Sabéis que yo no suelo traer libros de los que habla todo el mundo pero Yesteryear lo merece. Ha sido un libro que me ha dejado reflexionando bastante tiempo. La premisa ya de por sí me llamó: Natalie Heller Mills es una influencer "tradwife" perfecta, con millones de seguidores que devoran su vida idílica de granja, seis hijos y un marido cowboy, aunque en realidad es una vida montada de cara a la cámara, con niñeras y electrodomésticos industriales escondidos fuera de plano. Hasta que una mañana se despierta en su misma casa, con su mismo marido y sus mismos hijos, pero sin electricidad, sin agua corriente y con una fecha en la puerta: 1855. De repente, tiene que vivir de verdad la vida que llevaba años fingiendo para Instagram. Y ahí es donde el libro deja de ser solo una premisa ingeniosa y se convierte en algo mucho más adictivo de lo que esperaba.
La novela se mueve en dos tiempos. Por un lado tenemos a la Natalie de 1855, intentando sobrevivir a un mundo sin comodidades, con un marido que aquí sí sabe llevar una granja de verdad y unos hijos sucios y hambrientos que no tienen nada que ver con los niños perfectamente vestidos de sus vídeos y por otro la otra Natalie que tiene hijos perfectos, vestidos perfectamente planchados y un negocio de publicaciones.
Todo lo que sabemos lo sabemos por el personaje de Natalie, que para mí es un narrador poco fiable y eso da más pie a que veamos como la vida de Natalie se tambalea y no es tan perfecta como parece. A medida que avanza la historia he empezado a cuestionarme qué parte de lo que cuenta es realidad, qué parte es una forma de justificarse y qué parte responde a la imagen que lleva tanto tiempo construyendo para los demás.
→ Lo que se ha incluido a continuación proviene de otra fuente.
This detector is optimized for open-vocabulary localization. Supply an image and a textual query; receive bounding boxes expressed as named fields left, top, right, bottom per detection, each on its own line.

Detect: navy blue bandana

Lo que más me ha gustado es que no hace una crítica fácil a las redes sociales ni al fenómeno "tradwife". Utiliza esa idea como punto de partida y habla de la idealización del pasado, de la maternidad, del trabajo invisible que siempre han sostenido las mujeres y de lo sencillo que resulta romantizar una vida cuando no eres tú quien tiene que vivirla. Natalie pasa de vender una fantasía a enfrentarse a ella, y el contraste entre lo que mostraba y lo que realmente supone mantener una casa y una familia en 1855 es brutal.
El ritmo decae un poco en la mitad, vuelve a reflexionar sobre cosas de las que ya ha reflexionado. Algunas escenas se hacen más largas de lo necesario. Aun así, nunca llegó a aburrirme porque siempre quería saber qué estaba ocurriendo realmente y cómo iba a resolverse toda la situación. En cuanto la trama vuelve a avanzar, recupera ese punto adictivo del principio y ya no pude soltarlo.
También me ha gustado que la autora no caiga en el blanco o negro. No demoniza a Natalie ni la convierte en una heroína de la noche a la mañana. Es un personaje con muchos defectos, egoísta en algunos momentos y muy condicionado por la imagen que ha construido de sí misma, pero precisamente por eso resulta tan interesante seguir su evolución.
El final me ha dejado con sentimientos encontrados, no porque me haya parecido malo, sino porque invita a seguir dándole vueltas una vez cierras el libro. Creo que es una de esas historias que funcionan especialmente bien en un club de lectura porque cada persona puede sacar conclusiones muy diferentes sobre lo que realmente significa el desenlace.
En definitiva, Yesteryear me ha parecido una novela muy inteligente, con una premisa brillante y mucho más profunda de lo que parece a simple vista. Si os gustan las historias con viajes en el tiempo, personajes imperfectos y libros que utilizan la ficción para hablar de temas muy actuales, creo que merece muchísimo la pena darle una oportunidad.